Het was niet zozeer het aura van lobbyen en beïnvloeding 'achter de schermen' dat soms aan het werk van deze groepen kleeft dat Albareda Sanz interesseerde. ‘Ik geef toe dat de 'donkere kant' van het lobbyen mijn aandacht aanvankelijk ook trok, maar uiteindelijk wilde ik meer weten over de rol van belangengroepen als maatschappelijke organisaties die verschillende perspectieven in de publieke beleidsvorming bundelen en vertegenwoordigen.’

‘Het gaat om de vraag wie gehoord wordt en wie niet, wat zeer belangrijke gevolgen heeft voor de kwaliteit van onze bestuurssystemen. In dat opzicht denk ik dat de conceptualisering van belangengroepen als doorgeefluiken die ik in het proefschrift heb ontwikkeld, helpt om groepen in democratische samenlevingen te beoordelen.
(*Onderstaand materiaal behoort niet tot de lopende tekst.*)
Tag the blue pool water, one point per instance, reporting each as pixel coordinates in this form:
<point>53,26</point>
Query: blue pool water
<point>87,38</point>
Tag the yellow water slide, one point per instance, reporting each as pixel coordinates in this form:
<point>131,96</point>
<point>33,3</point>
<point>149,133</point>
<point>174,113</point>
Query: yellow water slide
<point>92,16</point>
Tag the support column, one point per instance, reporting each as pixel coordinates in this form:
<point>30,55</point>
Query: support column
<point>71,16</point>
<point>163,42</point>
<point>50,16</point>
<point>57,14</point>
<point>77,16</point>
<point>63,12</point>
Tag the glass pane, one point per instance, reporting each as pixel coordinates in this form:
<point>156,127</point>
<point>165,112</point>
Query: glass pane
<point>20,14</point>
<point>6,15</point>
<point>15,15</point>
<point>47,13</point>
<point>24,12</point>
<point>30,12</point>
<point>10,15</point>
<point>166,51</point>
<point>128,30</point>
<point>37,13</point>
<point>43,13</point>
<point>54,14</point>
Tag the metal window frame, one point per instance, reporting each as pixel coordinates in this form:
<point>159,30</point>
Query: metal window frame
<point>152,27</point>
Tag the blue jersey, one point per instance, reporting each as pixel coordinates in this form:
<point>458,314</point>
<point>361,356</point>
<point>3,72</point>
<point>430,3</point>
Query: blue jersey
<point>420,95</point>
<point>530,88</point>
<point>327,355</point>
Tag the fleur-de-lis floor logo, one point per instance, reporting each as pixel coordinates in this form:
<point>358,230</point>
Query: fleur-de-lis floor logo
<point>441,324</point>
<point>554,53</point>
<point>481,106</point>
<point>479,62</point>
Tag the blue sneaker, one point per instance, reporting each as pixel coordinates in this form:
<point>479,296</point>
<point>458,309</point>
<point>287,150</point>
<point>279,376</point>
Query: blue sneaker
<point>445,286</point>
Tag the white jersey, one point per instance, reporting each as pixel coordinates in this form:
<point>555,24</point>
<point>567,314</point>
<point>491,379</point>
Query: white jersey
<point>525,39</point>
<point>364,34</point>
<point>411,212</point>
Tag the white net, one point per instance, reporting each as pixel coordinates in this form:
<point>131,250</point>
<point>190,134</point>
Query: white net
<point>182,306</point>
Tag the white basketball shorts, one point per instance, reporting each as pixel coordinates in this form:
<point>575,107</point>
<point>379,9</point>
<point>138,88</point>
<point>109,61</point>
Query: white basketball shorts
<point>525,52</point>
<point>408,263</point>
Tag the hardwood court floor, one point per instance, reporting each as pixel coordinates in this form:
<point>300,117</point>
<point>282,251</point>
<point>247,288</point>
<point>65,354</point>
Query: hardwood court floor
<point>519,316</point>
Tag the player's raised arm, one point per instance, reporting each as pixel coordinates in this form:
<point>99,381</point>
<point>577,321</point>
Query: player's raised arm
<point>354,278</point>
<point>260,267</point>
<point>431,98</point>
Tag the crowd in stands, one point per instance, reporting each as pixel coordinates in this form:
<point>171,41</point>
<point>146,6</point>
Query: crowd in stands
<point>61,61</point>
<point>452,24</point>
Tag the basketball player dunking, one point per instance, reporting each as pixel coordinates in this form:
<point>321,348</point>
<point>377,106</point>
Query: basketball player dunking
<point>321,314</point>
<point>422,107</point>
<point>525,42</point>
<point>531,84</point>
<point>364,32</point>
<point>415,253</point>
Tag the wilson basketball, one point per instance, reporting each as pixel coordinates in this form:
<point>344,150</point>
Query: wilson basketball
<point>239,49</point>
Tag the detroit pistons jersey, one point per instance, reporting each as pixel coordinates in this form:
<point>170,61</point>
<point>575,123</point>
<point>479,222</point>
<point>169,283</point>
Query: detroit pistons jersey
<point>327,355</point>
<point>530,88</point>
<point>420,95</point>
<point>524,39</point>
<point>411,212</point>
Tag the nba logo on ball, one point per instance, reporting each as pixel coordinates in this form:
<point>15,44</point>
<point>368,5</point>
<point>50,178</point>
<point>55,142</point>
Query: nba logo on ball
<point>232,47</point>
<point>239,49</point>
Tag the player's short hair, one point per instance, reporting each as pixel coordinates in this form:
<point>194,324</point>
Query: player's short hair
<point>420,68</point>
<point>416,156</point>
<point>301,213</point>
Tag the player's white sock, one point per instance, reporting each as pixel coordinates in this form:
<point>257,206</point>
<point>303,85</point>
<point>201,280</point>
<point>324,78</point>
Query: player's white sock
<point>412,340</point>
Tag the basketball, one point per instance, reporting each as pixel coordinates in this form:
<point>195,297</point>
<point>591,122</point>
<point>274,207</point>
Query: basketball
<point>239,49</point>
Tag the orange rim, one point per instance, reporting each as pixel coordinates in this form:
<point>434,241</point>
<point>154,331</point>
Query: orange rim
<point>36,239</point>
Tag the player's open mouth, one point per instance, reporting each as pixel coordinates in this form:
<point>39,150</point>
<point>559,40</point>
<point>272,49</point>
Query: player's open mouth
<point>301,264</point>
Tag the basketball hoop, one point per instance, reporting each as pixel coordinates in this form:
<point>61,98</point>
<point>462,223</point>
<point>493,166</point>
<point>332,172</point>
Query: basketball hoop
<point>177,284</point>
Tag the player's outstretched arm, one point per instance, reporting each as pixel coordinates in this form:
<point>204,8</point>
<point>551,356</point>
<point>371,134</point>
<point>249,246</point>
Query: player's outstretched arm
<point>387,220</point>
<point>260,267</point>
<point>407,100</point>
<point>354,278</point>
We kunnen zo onderzoeken of en hoe goed belangengroepen hun leden vertegenwoordigen in hun interactie met overheidsfunctionarissen.’

Rol van belangengroepen neemt toe

Hun rol mag niet worden onderschat: veel ambtenaren van de Europese Commissie die voor dit onderzoeksproject werden geïnterviewd, zeiden dat belangengroepen belangrijk zijn om te weten te komen hoe verschillende sectoren van de samenleving denken over beleidsvoorstellen.

‘De rol en het belang van belangengroepen in westerse democratieën nemen toe’, zegt Albareda Sanz. ‘Dit moet niet worden gezien als een slechte ontwikkeling. Overheden vragen om informatie, kennis, expertise en legitimiteit van belangengroepen. Om complexe beleidsproblemen goed aan te pakken, is het nodig om de actoren die ermee te maken hebben erbij te betrekken. Het opnemen van belangengroepen in het beleidsvormingssysteem is dus een natuurlijke ontwikkeling.’

Tegelijkertijd moet de ‘donkere kant’ van deze ontwikkeling niet worden overschat. ‘Onze systemen zijn sterk verbeterd als het gaat om transparantie van de bestuursprocessen. Beleidsmakers moeten rapporteren met wie ze vergaderen en om welke redenen. Maar er is altijd ruimte voor verbetering, en ik denk dat mijn proefschrift daar een bijdrage aan levert. Het onderzoekt verder hoe de groepen waarmee beleidsmakers interacteren, intern georganiseerd zijn. In welke mate hebben belangengroepen de nodige organisatorische kenmerken om hun leden te betrekken en hun positie te vertegenwoordigen? Welke organisatorische structuren hebben zij opgezet om efficiënt en effectief met beleidsmakers om te gaan? Door uit te zoeken hoe belangengroepen intern georganiseerd zijn, kunnen we een betere inschatting maken van hun democratische bijdragen.’

Meer aandacht voor organisatiestructuur

Er zijn ook praktische lessen te leren voor iedereen die betrokken is bij Europese beleidsvorming, denkt hij. ‘EU-beleidsmakers zouden meer aandacht kunnen hebben voor de organisatiestructuur van de groepen. Uit de gegevens blijkt dat groepen die investeren in geprofessionaliseerde structuren, meer toegang krijgen tot beleidsmakers. Maar dat zijn niet noodzakelijk de groepen die de wil van hun leden goed vertegenwoordigen.’

‘Leiders van belangengroepen moeten tijd en moeite investeren in het onderzoeken van de verschillende standpunten en perspectieven binnen de groep, en dat gebeurt niet altijd. Burgers moeten zich op hun beurt bewust zijn van de belangrijke rol die belangengroepen in onze democratieën spelen. En we hebben meer regelgeving nodig om de transparantie te vergroten in de besluitvormingsprocessen waarbij belangengroepen betrokken zijn.’